Gawley’s research interests included stereochemistry and methods of asymmetric synthesis; carbanion chemistry, with an emphasis on structure, reactions, and synthetic applications of chiral organometallics; new N-heterocyclic carbene ligands; and dendrimers as ligands for monofunctionalization of nanocrystals.
His work “contributed to the advancement of organic chemistry, added great value to organic chemistry methodologies, and found applications worldwide in many syntheses in academia and in the pharmaceutical industry,” says Ahmed F. Abdel-Magid, executive vice president and chief scientific officer of Therachem Research Medilab, in India, who served with Gawley on the executive committee of the American Chemical Society’s Division of Organic Chemistry (ORGN).
Gawley joined ACS in 1971 and was the current program chair for ORGN. He had been planning symposia for the spring ACS national meeting in New Orleans. “He was a tireless worker and could always be counted on to get things done the right way the first time,” says Lawrence Scott, chair of ORGN and Louise & Jim Vanderslice Professor of Chemistry at Boston College. “His easygoing nature concealed a driving passion for excellence in everything he did.
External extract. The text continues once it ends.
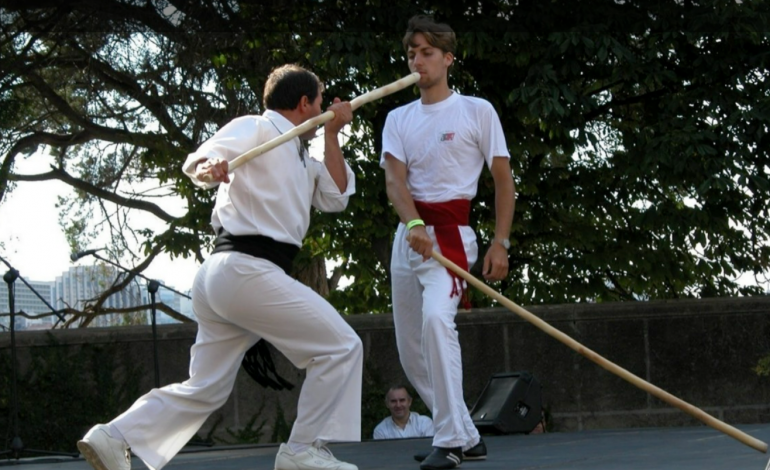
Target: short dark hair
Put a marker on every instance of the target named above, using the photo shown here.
(438, 35)
(287, 84)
We will miss his warm friendship and wise counsel.”
Gawley was also a passionate educator, notes Jeffrey Aubé, professor of medicinal chemistry at the University of Kansas. “I did undergraduate research with Bob when he was an assistant professor at the University of Miami,” Aubé says. “He was really the reason I went into chemistry, and it was because he brought this incredible enthusiasm for science that was coupled with absolutely no artifice. He was intensely interested in chemistry for chemistry’s sake.”
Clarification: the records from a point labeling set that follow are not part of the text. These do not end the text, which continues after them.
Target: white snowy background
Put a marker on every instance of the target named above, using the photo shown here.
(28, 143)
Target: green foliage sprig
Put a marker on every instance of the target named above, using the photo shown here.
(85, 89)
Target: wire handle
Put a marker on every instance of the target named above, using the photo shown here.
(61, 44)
Gawley and Aubé collaborated on numerous projects over the years. “He wasn’t a guy who walked around with a big ego,” Aubé says. “He was just a very down-to-earth, grounded person. He had this big laugh, and there was a real sense of generosity about him.”
At the University of Arkansas, Gawley cofounded the U.S.-E.U. Atlantis transatlantic dual-degree exchange program in chemistry. For this work, he won the 2010 Bene Merenti Medal of the University of Regensburg, in Germany, the highest award given to someone outside the university.
Gawley authored many papers. Last month, he published a paper in the Journal of Organic Chemistry titled “Double-Asymmetric Hydrogenation Strategy for the Reduction of 1,1-Diaryl Olefins Applied to an Improved Synthesis of CuIPhEt, a C2 Symmetric N Heterocyclic Carbenoid” (DOI: 10.1021/jo3026548).
Prior to moving to the University of Arkansas, Gawley served as a faculty member at the University of Miami from 1977 to 2002. He was also a visiting professor at Colorado State University; the Swiss Federal Institute of Technology, Zurich; and the University of Exeter and the University of Sheffield in England.
He earned a B.S. in chemistry from Stetson University in 1970 and a Ph.D. in organic chemistry from Duke University in 1975. He served as a research associate at the University of North Carolina from 1975 to 1977.
In addition to his passion for chemistry, Gawley loved music and loved to dance, says Abdel-Magid, who recalls watching Gawley and his wife Lorraine dance during the Wednesday night ORGN poster session at the ACS national meeting in Denver in fall 2011. “He will be missed.”
Gawley is survived by his wife and two sons, John Joseph and James O’Brien.